Seoul dan Washington telah menyatakan kekhawatirannya bahwa Rusia mungkin berusaha memperoleh amunisi dari Korea Utara untuk menambah persediaan amunisi yang menipis akibat perang di Ukraina, sementara Pyongyang mencari bantuan teknologi untuk program nuklir dan rudalnya.

“Jika (Korea Utara) memperoleh informasi dan teknologi yang diperlukan untuk meningkatkan kemampuan WMD dengan imbalan mendukung Rusia dengan senjata konvensional, kesepakatan itu akan menjadi provokasi langsung, mengancam perdamaian dan keamanan tidak hanya Ukraina, tetapi juga Republik Korea," kata Yoon.”

Segala kegiatan yang membantu program senjata Korea Utara dilarang berdasarkan resolusi Dewan Keamanan PBB, dan Putin mengatakan Rusia, salah satu dari lima anggota tetap Dewan Keamanan, “tidak akan pernah melanggar apa pun”.
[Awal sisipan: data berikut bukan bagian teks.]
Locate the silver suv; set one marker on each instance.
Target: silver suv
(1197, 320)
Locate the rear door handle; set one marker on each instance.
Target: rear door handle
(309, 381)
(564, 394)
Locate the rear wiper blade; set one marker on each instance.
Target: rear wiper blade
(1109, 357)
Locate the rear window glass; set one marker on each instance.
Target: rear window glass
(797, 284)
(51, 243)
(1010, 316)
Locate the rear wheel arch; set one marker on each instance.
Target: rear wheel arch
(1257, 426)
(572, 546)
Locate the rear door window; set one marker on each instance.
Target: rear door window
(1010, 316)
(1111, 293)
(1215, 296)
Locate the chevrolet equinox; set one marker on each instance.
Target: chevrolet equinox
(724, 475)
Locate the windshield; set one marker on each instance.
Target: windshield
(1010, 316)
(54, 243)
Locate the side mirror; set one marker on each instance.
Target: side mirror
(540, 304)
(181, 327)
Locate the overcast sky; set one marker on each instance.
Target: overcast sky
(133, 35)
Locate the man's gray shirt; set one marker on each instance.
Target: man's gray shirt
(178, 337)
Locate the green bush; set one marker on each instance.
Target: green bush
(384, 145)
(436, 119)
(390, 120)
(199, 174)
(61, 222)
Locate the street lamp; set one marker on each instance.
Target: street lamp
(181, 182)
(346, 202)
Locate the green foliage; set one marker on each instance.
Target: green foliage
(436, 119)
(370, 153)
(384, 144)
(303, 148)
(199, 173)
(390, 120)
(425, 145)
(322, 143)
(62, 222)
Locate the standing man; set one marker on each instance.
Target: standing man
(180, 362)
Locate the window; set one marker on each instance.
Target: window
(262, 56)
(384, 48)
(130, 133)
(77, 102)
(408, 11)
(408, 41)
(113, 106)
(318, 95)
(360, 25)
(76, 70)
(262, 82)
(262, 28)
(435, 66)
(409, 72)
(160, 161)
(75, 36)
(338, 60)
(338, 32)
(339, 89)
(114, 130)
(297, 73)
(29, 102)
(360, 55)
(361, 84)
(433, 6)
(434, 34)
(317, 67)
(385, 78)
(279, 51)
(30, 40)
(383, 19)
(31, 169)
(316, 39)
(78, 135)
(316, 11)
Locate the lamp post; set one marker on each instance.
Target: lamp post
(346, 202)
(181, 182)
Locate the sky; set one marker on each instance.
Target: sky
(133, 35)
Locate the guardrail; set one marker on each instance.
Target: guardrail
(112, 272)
Seorang pembantu presiden Korea Selatan menolak hal ini, dengan mengatakan bahwa Korsel telah "mengamati transaksi militer yang terjadi selama beberapa bulan sebelum pertemuan puncak" antara Kim dan Putin.

Pada Rabu (20/9), juru bicara Kremlin Dmitry Peskov mengatakan, Rusia ingin memperluas hubungan dengan Korea Utara di semua bidang yang memungkinkan.

3 dari 3 halaman

Korsel Minta Rusia Tinggalkan Potensi Kesepakatan Senjata dengan Korut

Pada Selasa (19/9), wakil menteri luar negeri Korea Selatan, Chang Ho-jin, memanggil duta besar Rusia untuk mendesak Moskow agar meninggalkan segala potensi kesepakatan senjata dengan Korea Utara, dan memperingatkan “konsekuensi yang jelas”.

Ajudan presiden Korea Selatan mengatakan diskusi sedang dilakukan dengan Amerika Serikat dan negara-negara lain untuk menjatuhkan sanksi lebih lanjut terhadap Rusia dan Korea Utara.

Pada hari Kamis, Kementerian Luar Negeri Korea Selatan mengatakan bahwa negara tersebut menjatuhkan sanksi baru terhadap 10 individu dan dua entitas sehubungan dengan program nuklir Korea Utara dan perdagangan senjata dengan tiga negara, termasuk Rusia.

Menteri Pertahanan Korea Utara dan kepala staf militernya termasuk di antara orang-orang yang menghadapi sanksi baru, kata kementerian itu dalam sebuah pernyataan.

Sanksi tersebut merupakan respons terhadap aktivitas ilegal Korea Utara yang mengancam komunitas global, serta perdamaian dan stabilitas di semenanjung Korea, kata kementerian tersebut.